For writes using the enhanced write command ETD_WRITE, the IOExtTD is set
the same as above with the addition of setting iotd_Count to the current
diskchange number.  The diskchange number is returned by the TD_CHANGENUM
command (see below).  If you wish to also write the sector label area, you
must set iotd_SecLabel to a non-NULL value.
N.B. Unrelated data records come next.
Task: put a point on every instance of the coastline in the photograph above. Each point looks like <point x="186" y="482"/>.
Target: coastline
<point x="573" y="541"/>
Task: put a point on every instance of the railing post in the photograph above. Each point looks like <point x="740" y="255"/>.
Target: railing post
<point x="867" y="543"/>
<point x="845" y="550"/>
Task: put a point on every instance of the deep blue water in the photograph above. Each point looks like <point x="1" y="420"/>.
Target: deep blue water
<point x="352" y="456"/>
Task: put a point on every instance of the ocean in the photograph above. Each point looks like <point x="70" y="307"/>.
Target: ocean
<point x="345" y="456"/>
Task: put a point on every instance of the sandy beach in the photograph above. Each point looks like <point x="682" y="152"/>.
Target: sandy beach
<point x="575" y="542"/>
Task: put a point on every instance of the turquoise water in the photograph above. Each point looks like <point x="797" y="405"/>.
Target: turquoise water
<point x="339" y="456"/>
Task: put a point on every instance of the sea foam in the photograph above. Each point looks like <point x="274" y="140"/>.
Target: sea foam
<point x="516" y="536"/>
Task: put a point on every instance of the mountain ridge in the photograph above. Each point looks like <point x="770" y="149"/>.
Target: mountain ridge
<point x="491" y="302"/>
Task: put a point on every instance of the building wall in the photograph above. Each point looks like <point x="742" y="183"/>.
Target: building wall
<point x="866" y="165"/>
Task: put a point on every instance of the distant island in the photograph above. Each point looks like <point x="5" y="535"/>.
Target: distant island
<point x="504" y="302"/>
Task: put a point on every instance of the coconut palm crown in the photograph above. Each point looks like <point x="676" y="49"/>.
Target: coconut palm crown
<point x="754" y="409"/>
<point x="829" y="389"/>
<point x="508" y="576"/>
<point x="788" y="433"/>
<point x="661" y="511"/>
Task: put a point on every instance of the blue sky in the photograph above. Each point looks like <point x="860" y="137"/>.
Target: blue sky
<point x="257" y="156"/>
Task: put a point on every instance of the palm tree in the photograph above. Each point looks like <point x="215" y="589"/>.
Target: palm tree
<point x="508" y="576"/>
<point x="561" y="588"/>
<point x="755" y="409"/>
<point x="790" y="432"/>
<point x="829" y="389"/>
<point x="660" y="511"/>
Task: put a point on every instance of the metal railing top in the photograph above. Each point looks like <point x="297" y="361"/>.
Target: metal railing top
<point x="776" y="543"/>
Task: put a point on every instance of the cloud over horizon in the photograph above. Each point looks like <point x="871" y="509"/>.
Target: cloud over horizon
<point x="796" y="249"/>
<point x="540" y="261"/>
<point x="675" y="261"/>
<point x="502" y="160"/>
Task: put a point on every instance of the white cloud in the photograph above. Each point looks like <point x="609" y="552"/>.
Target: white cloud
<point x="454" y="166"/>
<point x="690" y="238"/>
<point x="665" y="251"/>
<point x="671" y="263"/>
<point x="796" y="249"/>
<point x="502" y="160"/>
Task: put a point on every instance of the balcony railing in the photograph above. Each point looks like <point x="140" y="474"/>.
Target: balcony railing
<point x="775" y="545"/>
    DiskIO->iotd_Req.io_Length = TRACK_SIZE;
    DiskIO->iotd_Req.io_Data = (APTR)Writebuffer;
    DiskIO->iotd_Req.io_Offset = (ULONG)(TRACK_SIZE * tracknum);
    DiskIO->iotd_Count = change_count;
    DiskIO->iotd_Req.io_Command = ETD_WRITE;
    DoIO((struct IORequest *)DiskIO);

ETD_WRITE and CMD_WRITE obey all of the trackdisk device restrictions
noted above. They transfer data from the user's buffer to the track
buffer. If the track that contains this sector is already in the track
buffer, no disk activity is initiated. If the desired sector is not in the
buffer, the track containing that sector is automatically read in. If the
data in the current track buffer has been modified, it is written out to
the disk before a new track is read in for modification.

As with all devices, you must close the trackdisk device when you have
finished using it. To release the device, a CloseDevice() call is executed
with the same IOExtTD used when the device was opened. This only closes
the device and makes it available to the rest of the system. It does not
deallocate the IOExtTD structure.

    CloseDevice((struct IORequest *)DiskIO);

 Determining The Drive Geometry Table 	  Updating A Track Sector 
 Clearing The Track Buffer 		  Formatting A Track 
 Controlling The Drive Motor 		  Ejecting A Disk 

The layout geometry of a disk drive can be determined by using the
TD_GETGEOMETRY command.  The layout can be defined three ways:

   *  TotalSectors

   *  Cylinders and CylSectors

   *  Cylinders, Heads, and TrackSectors.

Of the three, TotalSectors is the most accurate, Cylinders and CylSectors
is less so, and Cylinders, Heads and TrackSectors is the least accurate.
All are usable, though the last two may waste some portion of the
available space on some drives.

The TD_GETGEOMETRY commands returns the disk layout geometry in a
DriveGeometry structure:

    struct DriveGeometry
    {
        ULONG dg_SectorSize;      /* in bytes */
        ULONG dg_TotalSectors;    /* total # of sectors on drive */
        ULONG dg_Cylinders;       /* number of cylinders */
        ULONG dg_CylSectors;      /* number of sectors/cylinder */
        ULONG dg_Heads;           /* number of surfaces */
        ULONG dg_TrackSectors;    /* number of sectors/track */
        ULONG dg_BufMemType;      /* preferred buffer memory type */
                                  /* (usually MEMF_PUBLIC) */
        UBYTE dg_DeviceType;      /* codes as defined in the SCSI-2 spec*/
        UBYTE dg_Flags;           /* flags, including removable */
        UWORD dg_Reserved;
    };

See the include file devices/trackdisk.h for the complete structure
definition and values for the dg_DeviceType and dg_Flags fields.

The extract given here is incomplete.